Saturday, November 10, 2007
The hobby device
Here's a little more on that interesting thread on CrimeSpace last week, started by our own Kathryn Lilley ... about hobby/crafts mysteries, a sub-sub genre I've just entered. One poster worried that hobby/crafts writers might be using said hobby as a substitute for character development.
Quite possibly, but no more likely than any other writer.
It's true that we don't want a recipe or knitting instructions interrupting the action, but neither do we necessarily need a graphic sex scene to help us "understand the character." Think of all the cliché traits that have been used to define a character in crime fiction, such as alcoholism, listening to jazz, chain-smoking, and bar fighting. Any of these devices can be used well or as a cop-out for the hard work of creating a three-dimensional protagonist.
What a good hobby mystery writer should do is what any good writer should do: use the protagonist's hobby as a window into his/her worldview. How does the character see the world? In terms of the next bar, or as a tapestry to be woven? What metaphors is she/he likely to use for life? A pattern to be embellished, or the bottom of a bottle?
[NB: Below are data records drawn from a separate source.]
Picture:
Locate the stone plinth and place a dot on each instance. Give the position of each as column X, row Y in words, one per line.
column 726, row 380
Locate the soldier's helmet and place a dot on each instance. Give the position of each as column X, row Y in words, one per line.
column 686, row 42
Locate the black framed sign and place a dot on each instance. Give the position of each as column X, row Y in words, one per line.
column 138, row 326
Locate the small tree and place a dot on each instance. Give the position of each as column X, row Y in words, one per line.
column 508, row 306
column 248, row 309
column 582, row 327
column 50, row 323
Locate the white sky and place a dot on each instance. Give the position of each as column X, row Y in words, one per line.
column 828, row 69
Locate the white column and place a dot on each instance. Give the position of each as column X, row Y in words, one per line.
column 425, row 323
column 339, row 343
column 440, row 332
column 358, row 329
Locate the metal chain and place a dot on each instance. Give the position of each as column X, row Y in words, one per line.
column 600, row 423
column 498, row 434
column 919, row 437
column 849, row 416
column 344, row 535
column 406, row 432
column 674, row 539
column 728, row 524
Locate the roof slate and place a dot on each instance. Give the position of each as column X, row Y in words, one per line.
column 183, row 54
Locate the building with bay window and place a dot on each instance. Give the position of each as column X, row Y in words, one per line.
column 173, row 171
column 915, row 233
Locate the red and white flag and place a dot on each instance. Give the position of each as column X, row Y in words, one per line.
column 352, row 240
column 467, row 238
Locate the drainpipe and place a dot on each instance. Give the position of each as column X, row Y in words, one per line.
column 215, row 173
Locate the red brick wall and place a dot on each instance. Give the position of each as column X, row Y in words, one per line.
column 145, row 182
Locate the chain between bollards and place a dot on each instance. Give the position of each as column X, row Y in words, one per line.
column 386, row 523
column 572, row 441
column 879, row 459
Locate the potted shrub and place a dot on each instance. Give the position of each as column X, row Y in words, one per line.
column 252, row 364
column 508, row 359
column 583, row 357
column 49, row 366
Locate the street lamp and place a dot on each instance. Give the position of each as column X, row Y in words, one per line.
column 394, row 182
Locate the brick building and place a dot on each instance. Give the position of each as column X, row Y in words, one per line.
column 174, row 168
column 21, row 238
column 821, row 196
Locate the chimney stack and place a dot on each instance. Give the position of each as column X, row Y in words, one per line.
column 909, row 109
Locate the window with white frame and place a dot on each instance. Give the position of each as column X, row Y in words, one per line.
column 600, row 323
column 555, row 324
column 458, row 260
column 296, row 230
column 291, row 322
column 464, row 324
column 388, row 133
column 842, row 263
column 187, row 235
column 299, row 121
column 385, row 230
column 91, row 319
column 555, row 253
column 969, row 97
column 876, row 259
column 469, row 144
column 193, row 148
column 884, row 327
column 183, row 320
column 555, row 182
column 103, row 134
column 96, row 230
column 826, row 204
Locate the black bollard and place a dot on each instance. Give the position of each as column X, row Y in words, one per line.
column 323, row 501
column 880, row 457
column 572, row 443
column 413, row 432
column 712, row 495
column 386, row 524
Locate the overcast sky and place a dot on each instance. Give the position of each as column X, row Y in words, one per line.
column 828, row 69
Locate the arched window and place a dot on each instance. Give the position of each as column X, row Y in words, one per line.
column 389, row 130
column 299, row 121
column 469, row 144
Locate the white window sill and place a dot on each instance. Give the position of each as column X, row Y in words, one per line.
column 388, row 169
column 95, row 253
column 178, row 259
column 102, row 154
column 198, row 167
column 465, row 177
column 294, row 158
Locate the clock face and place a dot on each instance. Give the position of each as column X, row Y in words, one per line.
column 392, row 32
Is studying an ancient piece of needlework less worthy than looking deep into a chest cavity, minus its protective covering?
The protagonist in my new series is a miniaturist. She looks at everything around her as potential material for modeling. A thimble becomes a wastebasket. A long bead becomes a vase or a lamp base. Her thinking is outside the box, since in her mind, the box is actually a refrigerator.
Does this help her solve crimes any better than a jogging-obsessed PI, a renegade cop, or a bed-hopping bounty hunter?